Erst einmal fokussiert sich Becher jedoch auf den anderen Teil, der bereits konkrete Formen annimmt, und für den jetzt Unterstützer ins Boot geholt werden sollen: Im Erdgeschoß wird gerade unter dem Titel „Grieserie“ ein sozialer Treffpunkt für Jung und Alt etabliert. Die Stube und Teeküche möchte Becher auch Vereinen oder kleinen Gruppen als Ort der Zusammenkunft anbieten. Außerdem soll an den Wänden Platz für Kunstwerke geschaffen und das Parterre so zur Galerie werden. Dazu passend kann sich Becher im Garten zwischen Ahorn und Holler ruhige Veranstaltungen vorstellen, etwa Lesungen. Parallel ist ebenerdig auch noch Platz für eine Bürogemeinschaft, deren Mieter aus den Bereichen Mediation, Coaching und Beratung sowie Kommunikationsdesign bereits gefunden sind. Alles in allem soll die Grieserie „zu einem sozialeren, ökologischeren und humanitären Moosburg“ beitragen, so Johannes Bechers Wunsch.

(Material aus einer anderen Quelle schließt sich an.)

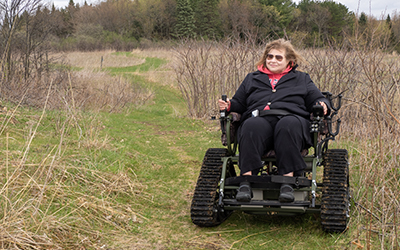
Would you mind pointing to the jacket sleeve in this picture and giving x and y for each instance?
(314, 95)
(239, 100)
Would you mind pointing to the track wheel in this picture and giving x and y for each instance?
(204, 210)
(335, 195)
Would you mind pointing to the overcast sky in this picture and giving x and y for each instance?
(376, 8)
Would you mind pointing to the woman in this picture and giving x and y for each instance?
(276, 86)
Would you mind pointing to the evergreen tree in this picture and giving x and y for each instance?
(207, 20)
(185, 19)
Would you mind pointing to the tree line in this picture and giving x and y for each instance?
(29, 29)
(123, 24)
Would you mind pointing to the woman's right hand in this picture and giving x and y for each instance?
(223, 105)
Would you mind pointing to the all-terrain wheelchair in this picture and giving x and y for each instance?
(325, 193)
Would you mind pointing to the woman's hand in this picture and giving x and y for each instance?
(325, 107)
(224, 105)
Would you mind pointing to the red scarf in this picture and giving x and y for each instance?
(273, 77)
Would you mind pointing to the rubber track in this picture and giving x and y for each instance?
(335, 194)
(203, 209)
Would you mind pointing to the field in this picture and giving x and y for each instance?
(122, 177)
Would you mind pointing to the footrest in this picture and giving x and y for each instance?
(268, 181)
(269, 203)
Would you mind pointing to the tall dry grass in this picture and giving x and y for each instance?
(370, 82)
(52, 196)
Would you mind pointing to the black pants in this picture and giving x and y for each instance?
(258, 135)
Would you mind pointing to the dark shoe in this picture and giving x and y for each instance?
(244, 192)
(286, 194)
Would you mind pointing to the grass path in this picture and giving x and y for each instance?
(165, 150)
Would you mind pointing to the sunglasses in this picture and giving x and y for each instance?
(278, 57)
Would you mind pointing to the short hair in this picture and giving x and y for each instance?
(290, 53)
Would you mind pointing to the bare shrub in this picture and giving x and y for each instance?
(207, 69)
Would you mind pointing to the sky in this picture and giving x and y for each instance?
(377, 8)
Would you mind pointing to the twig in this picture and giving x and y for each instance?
(227, 231)
(366, 209)
(251, 235)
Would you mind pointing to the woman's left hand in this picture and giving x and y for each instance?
(325, 107)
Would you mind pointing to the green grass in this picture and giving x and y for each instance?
(151, 63)
(160, 150)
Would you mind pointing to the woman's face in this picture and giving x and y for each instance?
(276, 61)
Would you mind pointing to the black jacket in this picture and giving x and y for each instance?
(295, 92)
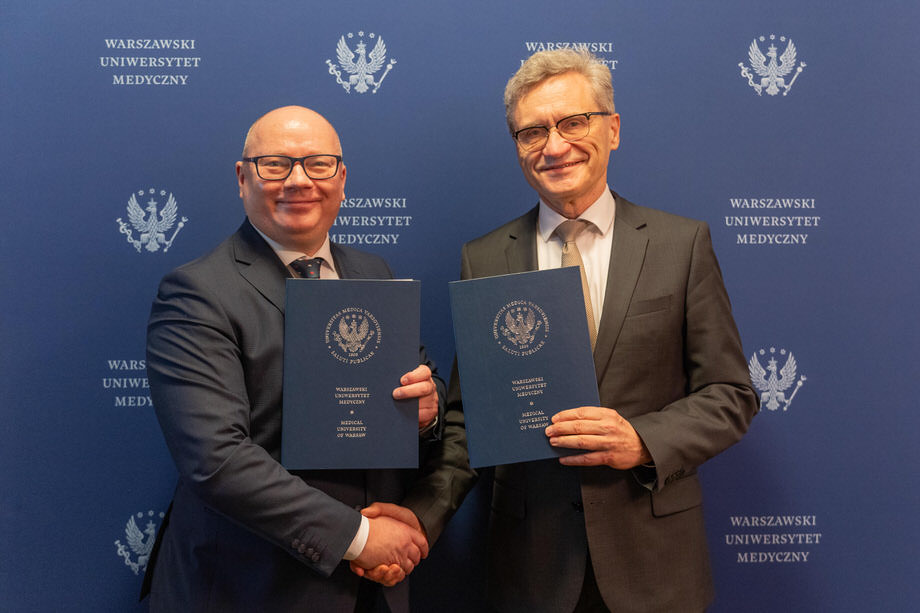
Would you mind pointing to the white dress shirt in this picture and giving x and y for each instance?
(594, 243)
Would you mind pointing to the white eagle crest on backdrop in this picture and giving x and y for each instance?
(152, 228)
(773, 388)
(139, 542)
(359, 65)
(520, 328)
(772, 74)
(153, 225)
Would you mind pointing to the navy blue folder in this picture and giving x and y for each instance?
(346, 345)
(523, 354)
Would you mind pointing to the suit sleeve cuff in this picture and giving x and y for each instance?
(360, 540)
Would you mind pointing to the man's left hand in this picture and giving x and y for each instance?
(608, 438)
(419, 384)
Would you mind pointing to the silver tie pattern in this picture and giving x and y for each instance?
(568, 231)
(308, 268)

Alte und neue Rückseite der Moosburger Grieserie
Links: Verwildert ging es bis 2021 auch auf der Rückseite des rund 40 Jahre leer stehenden Stadthauses zu. Rechts: Ein Balkon im Stil einer mittelalterlichen Altane prägt nun die Fassade in Richtung Moosburgs Stadtmauer. © privat/Forster

Den Treffpunkt betreibt künftig der erfolgreiche Sozialverein Tante Emma e.V., dessen Gründer und Vorsitzender Becher ist. „Die Räume dafür werden mietfrei überlassen“, erklärt der Hausherr. „Dieser Ort wird kein Café und keine Gastronomie mit Bewirtung oder Konsumzwang. Die Teeküche bietet Kaffee, Kuchen und Getränke. Die Refinanzierung läuft über Spenden.“

Jetzt werden Helfer für das Projekt gesucht

Bislang betreuen das Projekt noch federführend er und Renate Pongratz. „Es kann aber nur gelingen, wenn sich eine Gruppe Aktiver findet“, sagt Becher. Daher ist für Mittwoch, 21. Februar, um 19.30 Uhr ein erstes Aktiventreffen geplant. Für die Bewerbung der Veranstaltungen und den Betrieb der Begegnungsstätte werde Tante Emma ein Budget von 2000 Euro pro Jahr zur Verfügung stellen. Den Treffpunkt in Stube und Garten will man künftig montags und samstags von 14 bis 17 Uhr öffnen. „Es sind Kooperationen mit allen denkbar, die ein Miteinander möchten: vom Eine-Welt-Laden über das Jugendparlament, den Seniorenbeirat, Kirchen oder Vereine bis zu den Nachbarn am Gries. Vielleicht auch sogar mit der Stadt“, so Becher.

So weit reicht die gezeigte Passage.